In his policy pronouncements, Yeltsin echoed some of the conservative criticism of the Gaidar policies. He said the government erred in allowing the creation of "a very expensive consumer market" as a result of price liberalization policies. The government paid too much attention to macro-economic policy - namely its insistence on curbing inflation and getting government spending under control - to the detriment of "specific needs," he said.

The president acknowledged the problems created by the massive increase in government credits to state-run industry in recent months, the result of pressure from the industrialists lobby. But he avoided commenting on the new head of the Russian Central Bank, former Soviet bank head Viktor Gerashchenko, who has been attacked repeatedly by Gaidar's team for sabotaging their tight money policies.

Yeltsin backed Mr. Gerashchenko's insistence on tighter controls over currency trading in an attempt to shore up the sinking value of the ruble, including compelling exporters to sell their hard currency earnings and forbidding the use of foreign currencies within Russian borders.

He also supported some ideas from the Industrialists Union to "stimulate production" by lifting taxes on new investments and granting tax privileges to enterprises that increase production.

The cautious tone of Yeltsin's speech contrasted with Gaidar's open assault on his opponents immediately following. He dismissed the "China model" as out of step with Russia's commitment to democracy, including separation of powers between the executive and legislative branches.

"China," Gaidar pointed out, "preserved a powerful structure of authoritarian rule. In China any attempts by the opposition to destabilize the situation were cut short, including by such bloody measures as in Tiananmen [Square]."

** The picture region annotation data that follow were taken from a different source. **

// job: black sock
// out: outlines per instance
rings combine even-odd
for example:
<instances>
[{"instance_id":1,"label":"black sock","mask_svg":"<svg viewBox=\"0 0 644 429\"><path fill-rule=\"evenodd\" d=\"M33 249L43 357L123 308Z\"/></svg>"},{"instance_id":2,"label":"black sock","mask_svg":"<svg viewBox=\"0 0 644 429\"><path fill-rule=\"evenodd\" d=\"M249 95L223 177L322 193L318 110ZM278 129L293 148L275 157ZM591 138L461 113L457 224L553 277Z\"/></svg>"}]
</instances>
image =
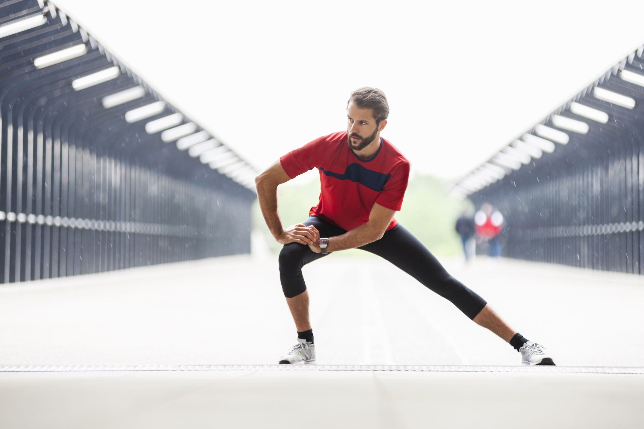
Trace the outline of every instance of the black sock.
<instances>
[{"instance_id":1,"label":"black sock","mask_svg":"<svg viewBox=\"0 0 644 429\"><path fill-rule=\"evenodd\" d=\"M519 349L523 347L524 343L528 341L527 338L526 338L522 335L517 332L515 334L515 336L512 337L510 340L510 345L515 348L515 350L517 352Z\"/></svg>"},{"instance_id":2,"label":"black sock","mask_svg":"<svg viewBox=\"0 0 644 429\"><path fill-rule=\"evenodd\" d=\"M313 343L313 330L309 329L308 331L304 331L303 332L298 331L298 338Z\"/></svg>"}]
</instances>

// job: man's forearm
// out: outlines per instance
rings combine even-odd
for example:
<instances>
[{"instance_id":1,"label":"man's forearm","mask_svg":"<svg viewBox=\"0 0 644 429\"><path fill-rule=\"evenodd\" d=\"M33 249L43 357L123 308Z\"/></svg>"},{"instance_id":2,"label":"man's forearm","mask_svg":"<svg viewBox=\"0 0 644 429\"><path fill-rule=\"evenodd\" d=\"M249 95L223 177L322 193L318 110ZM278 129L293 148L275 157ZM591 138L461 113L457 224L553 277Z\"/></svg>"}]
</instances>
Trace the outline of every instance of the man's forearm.
<instances>
[{"instance_id":1,"label":"man's forearm","mask_svg":"<svg viewBox=\"0 0 644 429\"><path fill-rule=\"evenodd\" d=\"M381 236L380 232L373 224L367 222L341 235L329 237L327 251L337 252L360 247L375 241Z\"/></svg>"},{"instance_id":2,"label":"man's forearm","mask_svg":"<svg viewBox=\"0 0 644 429\"><path fill-rule=\"evenodd\" d=\"M278 187L261 181L258 182L256 185L257 200L261 215L270 234L277 239L283 231L281 221L278 213Z\"/></svg>"}]
</instances>

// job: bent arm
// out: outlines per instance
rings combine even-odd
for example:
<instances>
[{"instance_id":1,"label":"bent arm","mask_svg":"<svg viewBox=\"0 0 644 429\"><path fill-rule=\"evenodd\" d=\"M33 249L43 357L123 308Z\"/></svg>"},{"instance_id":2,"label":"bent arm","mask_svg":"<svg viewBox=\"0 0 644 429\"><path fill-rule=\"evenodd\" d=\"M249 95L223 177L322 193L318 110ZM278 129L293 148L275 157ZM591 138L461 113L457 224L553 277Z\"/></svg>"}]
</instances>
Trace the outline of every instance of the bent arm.
<instances>
[{"instance_id":1,"label":"bent arm","mask_svg":"<svg viewBox=\"0 0 644 429\"><path fill-rule=\"evenodd\" d=\"M260 209L276 240L279 239L284 230L278 213L278 186L289 180L279 160L255 177Z\"/></svg>"},{"instance_id":2,"label":"bent arm","mask_svg":"<svg viewBox=\"0 0 644 429\"><path fill-rule=\"evenodd\" d=\"M366 223L341 235L330 237L327 251L352 249L379 240L391 223L395 213L395 210L383 207L377 203L374 204L369 213L369 221Z\"/></svg>"}]
</instances>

In response to the criticism of the government's current privatization campaign by the industrialists lobby, Gaidar accused them of carrying out "quiet nomenklatura privatization," putting the state property into the hands of the old Soviet elite.

The flow of cheap state subsidies to industries already threatens to spark a new round of hyperinflation this winter.

The solution is not to stop the flow of credit, Gaidar said, but "to actually privatize the enterprises."

Hinting at his own replacement, the acting premier concluded by stating that it was up to the president and the parliament to choose a government to lead the economy "out of crisis." But he warned that "the objective economic problems facing our country ... cannot be solved by a change of government."